I became a professional traveler. It said “musician” on my tax returns, but if you drew a bar graph illustrating how I spent my years, “music” would be a matchbox, and “travel” and “waiting” twin towers. I stopped having real friends. My old friends still saw one another, met for drinks, fell in and out of love — they just did it without me. And my new friends were either friends of necessity — we were trapped in the same rolling boxes — or of transience, necessarily shallow relationships since I wouldn’t see them until their own orbit blipped through mine again.

"The Humorless Ladies Of Border Control" (rather catchily subtitled "Touring The Punk Rock Underground From Belgrade To Ulaanbaatar") is not strictly a book about DYI punk rock touring, however: Yes, it is that, and I suppose those are the parts of the book of most interest to the readers of this particular blog, but it's also a snapshot of the past and a window into the future of punk rock in the former communist countries, and it's also a wonderful and accurate travelogue and description of what life is like in Ukraine, Bulgaria, even Mongolia from a countercultural perspective. Nicolai certainly knows his Eastern European history and politics, is a keen observer of human behavior, traits and flaws, ventures off the beaten track and keeps a detailed diary in a writing style that's equal measures informative and entertaining.

There is a great deal of similarity between touring life and military life: small groups of men (and it is still, almost always, men) of disparate backgrounds, bonded by close quarters, foreign places, and meager rations, engaged in activities of dubious purpose but governed by vague and powerful ideals—patriotism, punk rock, machismo. The rules are the same: Do your job. Pack light. Defend your gang, don’t get off the boat, beware of strangers. Sleep stacked three-deep in bus bunks like submariners or curled in hard foxhole corners. Release your tensions in promiscuity, alcoholism, and violence. Keep your mouth shut. Keep your feet dry. Above all, don’t complain.

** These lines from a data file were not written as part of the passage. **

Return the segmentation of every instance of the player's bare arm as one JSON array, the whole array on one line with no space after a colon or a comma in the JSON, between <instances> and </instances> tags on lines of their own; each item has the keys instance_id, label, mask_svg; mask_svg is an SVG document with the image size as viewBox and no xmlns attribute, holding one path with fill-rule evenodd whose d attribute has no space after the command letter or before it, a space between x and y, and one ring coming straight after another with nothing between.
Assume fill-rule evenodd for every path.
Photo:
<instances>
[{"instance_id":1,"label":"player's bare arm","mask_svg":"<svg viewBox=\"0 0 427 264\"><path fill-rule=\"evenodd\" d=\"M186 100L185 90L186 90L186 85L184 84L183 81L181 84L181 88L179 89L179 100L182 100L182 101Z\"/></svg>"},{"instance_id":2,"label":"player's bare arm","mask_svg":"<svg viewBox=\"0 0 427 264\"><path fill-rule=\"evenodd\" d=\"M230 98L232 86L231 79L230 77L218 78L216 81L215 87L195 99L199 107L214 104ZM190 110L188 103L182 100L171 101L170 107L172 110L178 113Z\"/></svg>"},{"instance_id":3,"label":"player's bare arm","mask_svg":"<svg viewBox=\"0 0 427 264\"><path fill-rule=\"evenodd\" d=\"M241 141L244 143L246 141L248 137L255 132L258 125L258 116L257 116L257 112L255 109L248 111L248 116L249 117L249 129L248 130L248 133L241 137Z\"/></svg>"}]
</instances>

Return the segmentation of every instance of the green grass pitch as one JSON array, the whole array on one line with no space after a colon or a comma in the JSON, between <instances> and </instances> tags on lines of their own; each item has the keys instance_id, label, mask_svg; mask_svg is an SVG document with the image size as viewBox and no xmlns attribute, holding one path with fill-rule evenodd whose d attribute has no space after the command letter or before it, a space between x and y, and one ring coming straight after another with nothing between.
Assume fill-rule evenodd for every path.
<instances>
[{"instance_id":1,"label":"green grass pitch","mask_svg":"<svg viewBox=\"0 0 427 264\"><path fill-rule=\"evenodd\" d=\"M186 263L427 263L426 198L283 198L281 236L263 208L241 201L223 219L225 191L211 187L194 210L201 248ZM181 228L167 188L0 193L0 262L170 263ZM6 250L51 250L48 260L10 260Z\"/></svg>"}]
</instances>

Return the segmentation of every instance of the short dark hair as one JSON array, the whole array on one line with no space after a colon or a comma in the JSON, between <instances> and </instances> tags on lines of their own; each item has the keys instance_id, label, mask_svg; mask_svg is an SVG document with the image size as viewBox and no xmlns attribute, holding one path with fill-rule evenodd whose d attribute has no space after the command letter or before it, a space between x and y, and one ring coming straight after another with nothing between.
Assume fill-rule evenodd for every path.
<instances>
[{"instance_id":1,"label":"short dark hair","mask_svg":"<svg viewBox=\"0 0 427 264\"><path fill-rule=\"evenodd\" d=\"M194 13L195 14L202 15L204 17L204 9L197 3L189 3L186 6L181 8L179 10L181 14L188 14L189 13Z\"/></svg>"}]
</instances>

The book features a fantastic supporting cast of ageing hipsters, idealistic concert promoters, weirdo train riders, Mongolian neo-Nazis and Hot Water Music T-shirts, and is certainly an eye-opener if you'd never thought that a punk rock scene exists in Siberia or didn't know/care that an actual war is still going on in the Black Sea region of Crimea. So do yourself a big favor, pick up a copy of this book, and enjoy passages about train travel across Russia such as this one:

We asked the provodnitsa (the iconic uniformed carriage attendant who brings linens and dispenses tea) if anyone else will be in our coupe. “For a thousand rubles,” she said, “I can make sure there isn’t.”
We passed a train labeled НОВОТРАНС, which is pronounced “Novotrans” but which I couldn’t help but read as “Hobo Trains.” Finally, they’ve got their own! Separate but equal.